#977 "Disappearing" CentOS CI machines
Closed: Fixed with Explanation 2 years ago by arrfab. Opened 2 years ago by mrc0mmand.

Since tomorrow I've noticed that sometimes the machines provided by CentOS CI "disappear" - i.e. the machine is no longer reachable and ssh-ing to it ends up with "Name or service not known".

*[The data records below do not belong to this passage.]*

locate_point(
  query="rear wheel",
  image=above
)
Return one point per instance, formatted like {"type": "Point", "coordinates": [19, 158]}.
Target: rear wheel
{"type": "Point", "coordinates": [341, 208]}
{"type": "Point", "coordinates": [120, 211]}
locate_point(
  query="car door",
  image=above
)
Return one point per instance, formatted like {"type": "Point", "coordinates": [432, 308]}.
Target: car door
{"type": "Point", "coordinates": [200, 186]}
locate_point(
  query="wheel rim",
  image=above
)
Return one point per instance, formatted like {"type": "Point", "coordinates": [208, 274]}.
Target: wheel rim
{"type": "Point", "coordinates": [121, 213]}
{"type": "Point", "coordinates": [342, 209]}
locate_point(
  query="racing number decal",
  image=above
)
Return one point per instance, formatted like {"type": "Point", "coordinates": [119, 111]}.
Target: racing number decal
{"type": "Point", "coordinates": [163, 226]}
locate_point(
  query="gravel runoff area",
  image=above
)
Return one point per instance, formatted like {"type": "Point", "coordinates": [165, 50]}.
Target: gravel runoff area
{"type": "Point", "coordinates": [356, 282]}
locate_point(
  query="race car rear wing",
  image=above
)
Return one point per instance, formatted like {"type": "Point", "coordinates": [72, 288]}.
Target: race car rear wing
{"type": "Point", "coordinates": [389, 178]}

The first occurrence (given the logs I have at hand) was on 2022-11-22 ~23:35 CET:

ssh: Could not resolve hostname n27-18-187.pool.ci.centos.org: Name or service not known
ssh: Could not resolve hostname n27-24-219.pool.ci.centos.org: Name or service not known
ssh: Could not resolve hostname n27-28-155.pool.ci.centos.org: Name or service not known

Another one happened today (2022-11-23) around 15:50 CET:

ssh: Could not resolve hostname n27-15-186.pool.ci.centos.org: Name or service not known
ssh: Could not resolve hostname n27-33-104.pool.ci.centos.org: Name or service not known
ssh: Could not resolve hostname n27-32-227.pool.ci.centos.org: Name or service not known
ssh: Could not resolve hostname n27-12-43.pool.ci.centos.org: Name or service not known
ssh: Could not resolve hostname n27-12-99.pool.ci.centos.org: Name or service not known
ssh: Could not resolve hostname n27-34-239.pool.ci.centos.org: Name or service not known
ssh: Could not resolve hostname n27-44-94.pool.ci.centos.org: Name or service not known
ssh: Could not resolve hostname n27-29-55.pool.ci.centos.org: Name or service not known
ssh: Could not resolve hostname n27-24-180.pool.ci.centos.org: Name or service not known
ssh: Could not resolve hostname n27-40-14.pool.ci.centos.org: Name or service not known

It seems to happen in all pools we use (i.e. both metal and T2 ones, C8S and C9S).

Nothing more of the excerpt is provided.